Romanlarda böyle buluşmalar, yazanın gönlüne göre kurgulanır, atmosfer ve konuşmalar durumun öngördüğü biçimde yaratılır. Bir köşe yazısında ise, en fazla “gerçeğe yakın biçimde hayal etmek ve aktarmaktan” söz edilebilir.

Bu yazıyı, Aydın Doğan’ı az çok tanıyan.. Binali Yıldırım’ı uzaktan da olsa gözlemlemiş.. En önemlisi, bu buluşmayı vaktiyle duymuş olsa da “sonuçları ortaya çıkmadan” yazmamış biri olarak kaleme aldım.

Yani; Binali Yıldırım başka sözcüklerle konuşmuş olabilir.. Yılmaz Özdil’in adını söylememiş ama herhangi bir yazısını örnek vermiş olabilir.. Hatta, Ertuğrul Özkök’ün “Milletin Adamı” yazısına Erdoğan’ın ve partililerin ne kadar ne kadar öfkelendiğini anlatmış da olabilir.
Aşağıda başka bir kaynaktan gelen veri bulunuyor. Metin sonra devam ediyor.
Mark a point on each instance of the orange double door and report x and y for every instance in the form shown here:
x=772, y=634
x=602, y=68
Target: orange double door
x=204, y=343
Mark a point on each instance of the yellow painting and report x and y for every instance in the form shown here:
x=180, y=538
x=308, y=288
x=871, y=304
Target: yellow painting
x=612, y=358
Ya da Attila İlhan’ın romanları için söylediği gibi, bana anlatan, bunu “puslu bir aynada görmüş” olabilir!

Neticeye bakın!

Seçimin üzerinden sadece bir hafta geçti. Hürriyet Gazetesi, Genel Yayın Yönetmeni Enis Berberoğlu ile en çok okunan / en sevilen yazarı Yılmaz Özdil’i gönderdi.

***

Doğan Grubu yayın ilkeleriymiş! Sekiz yıl o grupta çalışan bir gazeteci olarak nelere tanık oldum, nelere!

İlkeymiş, öyle mi!

Nagehan Alçı, Akif Beki o ilkeleri ihlal etmiyormuş.. Doğan Grubu’nda çalışıp da bir yandan birkaç iş birden daha yapan, hatta ticaretle uğraşanlar ve hatta bunu yazılarına / haberlerine / işlerine yansıtanlar yokmuş.. Geçmişte Aydın Doğan’ın ticari çıkarları için bakanlarla konuşulmamış.. Hâlâ daha medya grubunun önemli isimleri iktidarla / bakanlarla temas kurmaya ve iş bağlamaya çalışmıyormuş.. Her tarafı “haber” olduğu halde, yıllar boyunca “beyefendi kızar” diye –kimi zaman Ankara’dan telefon gelmesini bile beklemeden- tarihi olayların yayını / konuşulması / yazılması yasaklanmamış..

Öyle mi!

Sırada başka isim var mı? Bilmiyorum.

Tahminim, Ertuğrul Özkök ve Ahmet Hakan’ın –zaten kişisel olarak da Aydın Doğan ile çok yakın bir ilişki kurduğu için- en azından bir süre daha korunacağı yolunda.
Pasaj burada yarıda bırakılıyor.